Llegó, pues, el citado Alejo
quejándose penosamente de sus súbditos, quienes contra toda justicia le habían
privado de su imperio, y suplicándoles humildemente que se dignaran ayudarle a
la vista de su situación. Y si por casualidad con su ayuda pudiera recuperar el
imperio, proporcionaría con largueza a los francos y lombardos todo lo
necesario en ayuda de Tierra Santa. Ganados por la piedad y empujados por la
pobreza lo siguieron; los constantinopolitanos por temor a ellos recibieron a
su señor, simulando exteriormente fidelidad cuando su interior estaba lleno de
engaño. Y por ello cuando los francos y lombardos se alejaron navegando hacia
Tierra Santa -se quejaban acerca del emperador porque no les correspondió según
lo prometido-, los constantinopolitanos volvieron la espalda al señor su
emperador Alejo y lo privaron de la sujeción y obediencia prometida y debida. Viendo,
pues, Alejo la maldad de sus súbditos envió detrás de los francos y lombardos a
sus mensajeros para que los volvieran a llamar: y así se hizo.

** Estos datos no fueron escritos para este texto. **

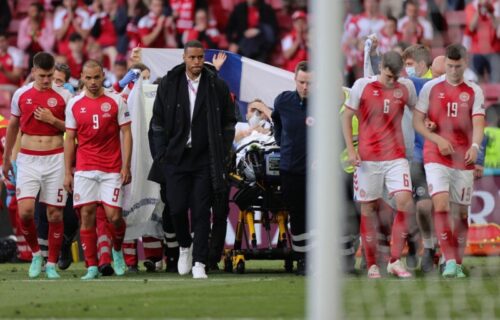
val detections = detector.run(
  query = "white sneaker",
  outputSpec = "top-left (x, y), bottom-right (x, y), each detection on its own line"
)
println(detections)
top-left (193, 262), bottom-right (208, 279)
top-left (387, 259), bottom-right (411, 278)
top-left (177, 244), bottom-right (193, 276)
top-left (368, 264), bottom-right (382, 279)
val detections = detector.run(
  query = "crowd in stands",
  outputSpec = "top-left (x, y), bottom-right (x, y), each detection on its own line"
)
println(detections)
top-left (342, 0), bottom-right (500, 86)
top-left (0, 0), bottom-right (500, 113)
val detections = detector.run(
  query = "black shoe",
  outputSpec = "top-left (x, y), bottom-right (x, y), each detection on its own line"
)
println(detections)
top-left (406, 253), bottom-right (418, 270)
top-left (127, 265), bottom-right (139, 273)
top-left (205, 262), bottom-right (220, 272)
top-left (57, 240), bottom-right (73, 270)
top-left (144, 260), bottom-right (156, 272)
top-left (165, 257), bottom-right (179, 273)
top-left (295, 259), bottom-right (306, 276)
top-left (99, 263), bottom-right (115, 277)
top-left (420, 248), bottom-right (436, 273)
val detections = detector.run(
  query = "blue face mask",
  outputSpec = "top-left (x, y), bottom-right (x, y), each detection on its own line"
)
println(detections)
top-left (405, 67), bottom-right (417, 77)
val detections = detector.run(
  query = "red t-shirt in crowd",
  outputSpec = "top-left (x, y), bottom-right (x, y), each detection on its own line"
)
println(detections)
top-left (346, 76), bottom-right (417, 161)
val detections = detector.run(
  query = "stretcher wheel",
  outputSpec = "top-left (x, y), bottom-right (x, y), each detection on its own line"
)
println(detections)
top-left (285, 259), bottom-right (293, 272)
top-left (224, 255), bottom-right (233, 273)
top-left (236, 260), bottom-right (245, 274)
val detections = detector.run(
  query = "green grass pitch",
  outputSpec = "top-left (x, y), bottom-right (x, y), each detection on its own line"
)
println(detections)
top-left (0, 257), bottom-right (500, 319)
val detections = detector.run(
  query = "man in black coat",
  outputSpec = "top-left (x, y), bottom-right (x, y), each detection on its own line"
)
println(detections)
top-left (150, 40), bottom-right (236, 279)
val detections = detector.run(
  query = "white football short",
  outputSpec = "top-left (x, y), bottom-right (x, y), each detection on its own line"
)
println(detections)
top-left (16, 148), bottom-right (67, 207)
top-left (73, 170), bottom-right (123, 208)
top-left (353, 159), bottom-right (412, 202)
top-left (424, 163), bottom-right (474, 206)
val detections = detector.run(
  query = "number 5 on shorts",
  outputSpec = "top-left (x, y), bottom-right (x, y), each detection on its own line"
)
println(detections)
top-left (403, 173), bottom-right (410, 187)
top-left (57, 189), bottom-right (64, 202)
top-left (111, 188), bottom-right (120, 202)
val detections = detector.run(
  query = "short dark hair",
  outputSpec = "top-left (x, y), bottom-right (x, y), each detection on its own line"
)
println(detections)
top-left (82, 59), bottom-right (104, 72)
top-left (403, 44), bottom-right (432, 67)
top-left (445, 43), bottom-right (467, 60)
top-left (405, 0), bottom-right (420, 9)
top-left (30, 2), bottom-right (43, 13)
top-left (295, 61), bottom-right (309, 75)
top-left (33, 52), bottom-right (56, 70)
top-left (69, 32), bottom-right (83, 42)
top-left (114, 59), bottom-right (127, 68)
top-left (387, 15), bottom-right (398, 28)
top-left (55, 63), bottom-right (71, 82)
top-left (130, 62), bottom-right (151, 72)
top-left (381, 51), bottom-right (403, 76)
top-left (184, 40), bottom-right (205, 53)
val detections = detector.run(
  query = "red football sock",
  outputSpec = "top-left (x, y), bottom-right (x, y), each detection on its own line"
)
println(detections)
top-left (390, 211), bottom-right (408, 263)
top-left (96, 206), bottom-right (113, 266)
top-left (47, 221), bottom-right (64, 263)
top-left (19, 218), bottom-right (40, 252)
top-left (113, 218), bottom-right (127, 251)
top-left (434, 211), bottom-right (456, 260)
top-left (453, 217), bottom-right (469, 264)
top-left (80, 228), bottom-right (97, 267)
top-left (361, 215), bottom-right (377, 268)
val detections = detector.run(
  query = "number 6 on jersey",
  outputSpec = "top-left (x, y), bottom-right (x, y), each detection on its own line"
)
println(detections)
top-left (92, 114), bottom-right (99, 129)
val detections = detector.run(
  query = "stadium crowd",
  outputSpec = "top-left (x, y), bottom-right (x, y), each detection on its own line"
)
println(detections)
top-left (0, 0), bottom-right (500, 280)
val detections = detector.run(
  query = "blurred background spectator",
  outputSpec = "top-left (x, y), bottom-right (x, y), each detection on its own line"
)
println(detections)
top-left (17, 2), bottom-right (56, 69)
top-left (464, 0), bottom-right (500, 83)
top-left (226, 0), bottom-right (279, 61)
top-left (182, 8), bottom-right (220, 49)
top-left (0, 0), bottom-right (500, 116)
top-left (281, 11), bottom-right (309, 72)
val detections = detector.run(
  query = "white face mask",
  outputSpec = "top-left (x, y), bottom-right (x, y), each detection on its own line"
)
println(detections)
top-left (248, 113), bottom-right (261, 128)
top-left (405, 67), bottom-right (417, 77)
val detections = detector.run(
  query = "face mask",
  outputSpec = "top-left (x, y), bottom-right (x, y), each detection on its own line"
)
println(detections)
top-left (405, 67), bottom-right (417, 77)
top-left (248, 113), bottom-right (260, 128)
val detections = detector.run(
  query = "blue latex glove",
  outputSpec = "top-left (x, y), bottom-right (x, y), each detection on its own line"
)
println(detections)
top-left (118, 70), bottom-right (139, 88)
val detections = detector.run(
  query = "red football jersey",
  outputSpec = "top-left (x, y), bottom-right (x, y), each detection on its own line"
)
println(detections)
top-left (0, 116), bottom-right (9, 166)
top-left (66, 92), bottom-right (130, 173)
top-left (416, 75), bottom-right (485, 169)
top-left (10, 82), bottom-right (71, 136)
top-left (346, 76), bottom-right (417, 161)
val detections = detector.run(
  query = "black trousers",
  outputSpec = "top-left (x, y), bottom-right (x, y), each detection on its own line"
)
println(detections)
top-left (208, 188), bottom-right (230, 266)
top-left (280, 171), bottom-right (308, 259)
top-left (165, 164), bottom-right (212, 263)
top-left (160, 184), bottom-right (179, 261)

A su vuelta se aproximaron a
la ciudad de Constantinopla. Eran, en verdad, muy pocos con respecto a la multitud
del pueblo constantinopolitano, pero poderoso es el Señor así en lo poco como
en lo mucho, si quiere triunfar. Ayudados de la divina gracia, sin la que nada
podía hacer, entraron por la fuerza en la ciudad y, matando a derecha e
izquierda a muchos de los habitantes del lugar, ocuparon la ciudad y saquearon
su infinito botín: oro, plata, piedras preciosas, paños sirios, adornos de
diverso género, en todo lo cual más que en todas las ciudades que en el mundo había Constantinopla abundaba. Fue elegido emperador
Balduino, conde de Flandes; el marqués de Montferrato fue hecho rey en Salónica y fue elegido como patriarca cierto veneciano, a
quien yo mismo vi consagrar en Roma en la iglesia de San Pedro por manos de don
Inocencio III. A partir de entonces los latinos obtuvieron Constantinopla y la
iglesia constantinopolitana, a cuyo patriarca, no al citado, sino a su sucesor,
yo mismo vi en el Concilio Lateranense convocado bajo Inocencio III, obedece a
la Iglesia Romana.
Este Concilio se celebró un
año después de la muerte del rey glorioso, y en él intervinieron 420 obispos,
72 arzobispos, el patriarca de Constantinopla y el de Jerusalén y el aquiliense y el grandense. De
abades y de priores y de otros constituidos en dignidad no hay número. Esto
sucedió en la festividad de Todos los Santos y en los "idus" del
siguiente mes de julio don Inocencio III, varón bueno, cuyos hechos Dios hizo
prosperar, entró en el camino de la carne universal.